Our findings suggest that some patients are greatly bothered by a variety of somatic symptoms. In addition to agonist treatment and psychosocial treatment and support, somatic follow-up constitutes an important part of service provision for general practitioners and OMT providers treating patients in OMT. The range of symptoms and conditions that are reported by the patients are likely to affect quality of life negatively [20]. Conversely, treatment may positively affect quality of life [52]. Efforts to prevent and strengthen early diagnosis, treatment, and follow-up of chronic somatic disorders are important to reduce premature mortality and increase quality of life, thereby providing a good treatment experience [14]. In terms of oral health and gastrointestinal well-being, treatment providers should not overlook such “ordinary” symptoms and regularly follow-up on such complaints to increase the well-being of patients.

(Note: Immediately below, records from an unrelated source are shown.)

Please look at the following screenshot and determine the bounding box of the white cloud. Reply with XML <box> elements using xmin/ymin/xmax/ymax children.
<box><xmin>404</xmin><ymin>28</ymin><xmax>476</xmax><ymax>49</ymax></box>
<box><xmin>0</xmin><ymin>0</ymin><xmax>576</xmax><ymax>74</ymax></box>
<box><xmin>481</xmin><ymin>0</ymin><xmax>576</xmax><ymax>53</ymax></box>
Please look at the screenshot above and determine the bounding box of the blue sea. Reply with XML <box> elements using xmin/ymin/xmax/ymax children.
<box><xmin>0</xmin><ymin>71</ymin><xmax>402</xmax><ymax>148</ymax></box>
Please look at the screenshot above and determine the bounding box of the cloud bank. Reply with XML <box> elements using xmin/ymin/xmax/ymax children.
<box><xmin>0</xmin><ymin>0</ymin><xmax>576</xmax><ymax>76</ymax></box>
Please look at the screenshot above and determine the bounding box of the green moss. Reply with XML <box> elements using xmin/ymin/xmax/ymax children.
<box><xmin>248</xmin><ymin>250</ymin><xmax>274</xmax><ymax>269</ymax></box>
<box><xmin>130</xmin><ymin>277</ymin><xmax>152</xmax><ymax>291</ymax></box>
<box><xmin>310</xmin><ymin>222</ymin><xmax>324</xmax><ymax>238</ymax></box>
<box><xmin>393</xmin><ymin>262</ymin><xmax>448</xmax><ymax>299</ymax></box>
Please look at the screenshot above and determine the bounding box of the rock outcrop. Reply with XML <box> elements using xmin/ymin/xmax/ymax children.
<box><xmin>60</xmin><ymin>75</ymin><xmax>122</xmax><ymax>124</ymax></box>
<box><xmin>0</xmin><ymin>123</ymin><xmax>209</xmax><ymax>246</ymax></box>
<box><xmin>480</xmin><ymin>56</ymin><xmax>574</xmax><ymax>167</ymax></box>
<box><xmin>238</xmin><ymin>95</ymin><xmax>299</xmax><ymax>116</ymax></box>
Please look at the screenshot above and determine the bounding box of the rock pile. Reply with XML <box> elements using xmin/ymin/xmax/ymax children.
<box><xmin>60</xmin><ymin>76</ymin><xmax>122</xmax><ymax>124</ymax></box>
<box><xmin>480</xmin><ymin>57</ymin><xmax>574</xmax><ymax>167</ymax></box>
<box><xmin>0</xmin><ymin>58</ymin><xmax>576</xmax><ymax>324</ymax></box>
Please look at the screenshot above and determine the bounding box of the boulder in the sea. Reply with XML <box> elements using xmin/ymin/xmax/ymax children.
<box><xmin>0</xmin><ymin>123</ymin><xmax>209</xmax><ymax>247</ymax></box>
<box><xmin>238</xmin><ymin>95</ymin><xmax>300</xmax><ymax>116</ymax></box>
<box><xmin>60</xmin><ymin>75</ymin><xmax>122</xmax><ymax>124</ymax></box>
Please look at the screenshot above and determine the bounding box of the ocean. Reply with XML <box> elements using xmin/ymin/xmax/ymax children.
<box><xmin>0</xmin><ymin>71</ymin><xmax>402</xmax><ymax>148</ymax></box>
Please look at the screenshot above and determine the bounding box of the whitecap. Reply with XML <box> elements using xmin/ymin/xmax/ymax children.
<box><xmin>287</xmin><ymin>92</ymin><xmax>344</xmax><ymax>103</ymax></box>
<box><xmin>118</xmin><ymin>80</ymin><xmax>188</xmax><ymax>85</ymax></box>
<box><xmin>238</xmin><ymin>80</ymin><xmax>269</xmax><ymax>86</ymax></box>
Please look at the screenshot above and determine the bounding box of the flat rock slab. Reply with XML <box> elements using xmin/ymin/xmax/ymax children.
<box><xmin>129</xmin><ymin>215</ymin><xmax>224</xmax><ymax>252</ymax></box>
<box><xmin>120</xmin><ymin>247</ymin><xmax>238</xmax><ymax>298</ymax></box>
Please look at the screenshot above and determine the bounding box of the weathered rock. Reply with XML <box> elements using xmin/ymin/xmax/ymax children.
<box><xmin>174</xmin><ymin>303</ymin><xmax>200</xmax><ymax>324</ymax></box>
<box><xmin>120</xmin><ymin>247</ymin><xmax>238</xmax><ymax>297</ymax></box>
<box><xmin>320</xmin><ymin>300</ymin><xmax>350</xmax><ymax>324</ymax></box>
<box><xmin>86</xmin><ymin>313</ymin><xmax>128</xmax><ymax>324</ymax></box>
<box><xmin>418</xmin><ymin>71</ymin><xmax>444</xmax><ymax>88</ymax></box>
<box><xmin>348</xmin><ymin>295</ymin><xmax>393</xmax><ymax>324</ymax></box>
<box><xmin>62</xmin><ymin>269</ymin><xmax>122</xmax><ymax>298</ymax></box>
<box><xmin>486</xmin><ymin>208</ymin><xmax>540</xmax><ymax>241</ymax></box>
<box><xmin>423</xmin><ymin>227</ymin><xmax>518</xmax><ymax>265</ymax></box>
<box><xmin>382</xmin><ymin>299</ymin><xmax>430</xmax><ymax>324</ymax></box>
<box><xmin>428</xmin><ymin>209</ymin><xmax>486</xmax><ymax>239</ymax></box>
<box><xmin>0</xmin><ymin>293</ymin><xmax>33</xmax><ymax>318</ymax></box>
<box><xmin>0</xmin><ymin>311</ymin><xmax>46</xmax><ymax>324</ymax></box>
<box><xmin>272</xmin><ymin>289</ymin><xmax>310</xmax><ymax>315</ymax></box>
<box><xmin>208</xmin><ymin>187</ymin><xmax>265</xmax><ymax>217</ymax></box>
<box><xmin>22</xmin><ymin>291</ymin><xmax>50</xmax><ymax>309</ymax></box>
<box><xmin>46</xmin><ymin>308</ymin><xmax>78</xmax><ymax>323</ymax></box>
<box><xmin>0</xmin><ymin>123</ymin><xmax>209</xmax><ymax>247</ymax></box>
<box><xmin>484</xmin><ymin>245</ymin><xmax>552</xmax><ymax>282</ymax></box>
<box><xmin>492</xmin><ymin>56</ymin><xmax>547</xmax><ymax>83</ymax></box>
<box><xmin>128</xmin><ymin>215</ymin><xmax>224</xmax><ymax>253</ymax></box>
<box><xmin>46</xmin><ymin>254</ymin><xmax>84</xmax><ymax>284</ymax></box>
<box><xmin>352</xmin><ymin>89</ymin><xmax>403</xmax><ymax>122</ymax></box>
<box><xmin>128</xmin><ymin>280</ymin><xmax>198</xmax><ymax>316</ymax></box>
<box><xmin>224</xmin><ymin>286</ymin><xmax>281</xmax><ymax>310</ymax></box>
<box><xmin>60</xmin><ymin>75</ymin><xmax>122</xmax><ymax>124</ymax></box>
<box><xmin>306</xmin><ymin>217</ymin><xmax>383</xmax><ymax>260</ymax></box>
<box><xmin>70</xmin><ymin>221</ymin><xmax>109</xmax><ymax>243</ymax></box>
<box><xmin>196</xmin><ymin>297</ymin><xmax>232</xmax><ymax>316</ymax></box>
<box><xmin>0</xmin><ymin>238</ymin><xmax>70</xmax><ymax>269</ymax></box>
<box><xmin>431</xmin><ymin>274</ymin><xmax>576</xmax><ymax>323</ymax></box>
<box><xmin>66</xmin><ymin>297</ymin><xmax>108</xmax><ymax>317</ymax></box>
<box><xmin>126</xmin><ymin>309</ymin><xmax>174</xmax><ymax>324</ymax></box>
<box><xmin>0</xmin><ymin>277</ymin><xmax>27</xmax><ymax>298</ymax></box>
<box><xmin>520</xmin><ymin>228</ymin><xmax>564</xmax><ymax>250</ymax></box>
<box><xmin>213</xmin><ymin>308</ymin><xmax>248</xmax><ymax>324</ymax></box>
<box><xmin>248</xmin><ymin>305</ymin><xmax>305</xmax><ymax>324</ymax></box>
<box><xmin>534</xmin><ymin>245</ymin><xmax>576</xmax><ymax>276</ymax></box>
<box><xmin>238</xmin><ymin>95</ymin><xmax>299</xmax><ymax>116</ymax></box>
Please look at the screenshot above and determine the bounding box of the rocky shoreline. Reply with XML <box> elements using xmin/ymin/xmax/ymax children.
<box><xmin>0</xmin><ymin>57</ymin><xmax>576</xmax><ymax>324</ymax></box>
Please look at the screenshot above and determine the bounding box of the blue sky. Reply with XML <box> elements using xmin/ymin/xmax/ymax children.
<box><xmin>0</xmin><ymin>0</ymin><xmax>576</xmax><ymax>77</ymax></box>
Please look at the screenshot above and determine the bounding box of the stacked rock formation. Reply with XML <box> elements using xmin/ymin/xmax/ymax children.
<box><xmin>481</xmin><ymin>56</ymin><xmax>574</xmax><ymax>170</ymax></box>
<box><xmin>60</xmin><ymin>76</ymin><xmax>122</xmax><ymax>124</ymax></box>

In the present study, the patient’s age was not associated with improvements in the somatic symptoms burden, indicating that the older patients were not worse off than the younger patients. However, symptoms were reported at elevated levels and indicate that the somatic health follow-up should be structurally integrated into treatment to meet patients’ somatic needs, including issues related to cognitive functioning. Clinical practice should expect that OMT patients may experience somatic symptoms and disease at younger ages than non-SUD patients [20, 53]. It is important for treatment services to address the future burden of somatic symptoms that may be exacerbated by the presence of chronic conditions in aging OMT populations [27]. The revised national OMT guideline more directly notes that specialist healthcare can play a role in the somatic follow-up of patients, whereas the old guidelines highlighted the role of primary care (i.e., general practitioners) [54]. The high relative prevalence of somatic conditions and symptoms indicate the need for somatic follow-up, increased focus on somatic co-morbidities, and planning of long-term care for patients with chronic conditions.

Strengths and limitations

A strength of the current study is that the data were obtained from a clinical cohort across Norway at two time points with little difference between included participants and those lost to follow-up. The multi-site design and the inclusion of patients from different regions enhances the generalizability of our results to the current health system. By using self-reported measures from a structured interview, we provide information on the experiences of patients with a broad range of somatic symptoms. A limitation is that we did not have independent objective measures of somatic conditions because this was self-reported data, and a one year follow-up may be too short to observe large changes for some conditions. The measure employed in this study to collect data on somatic symptoms is a novel and not specifically validated measure. However, it is worth noting that it has been described and utilized in a previous publication and it drew inspiration from validated somatic symptom questionnaires [16]. Some of the listed symptoms may partly be side effects of the medication itself, such as gastro-intestinal complaints. Although there were no significant differences in the attrition analysis, we cannot rule out the possibility that there may have been differences in other relevant characteristics that were not measured, such as motivational factors. Due to the observational nature of the study, it should be noted that the findings should not be interpreted as establishing a causal relationship between the OMT program and the observed outcomes. Future research should study how specialist healthcare structurally approaches somatic check-ups and responds to the somatic symptoms and conditions reported by patients, including indicators of medication side effects and registry data on somatic health.

Conclusions

Patients in OMT report a range of somatic conditions and somatic symptoms. Those with a greater somatic symptom burden and greater mental distress at baseline had the largest improvement. Given the wide range of symptoms reported by patients in OMT, including some at high intensity levels, healthcare providers should take into consideration the somatic healthcare needs of individuals in OMT populations.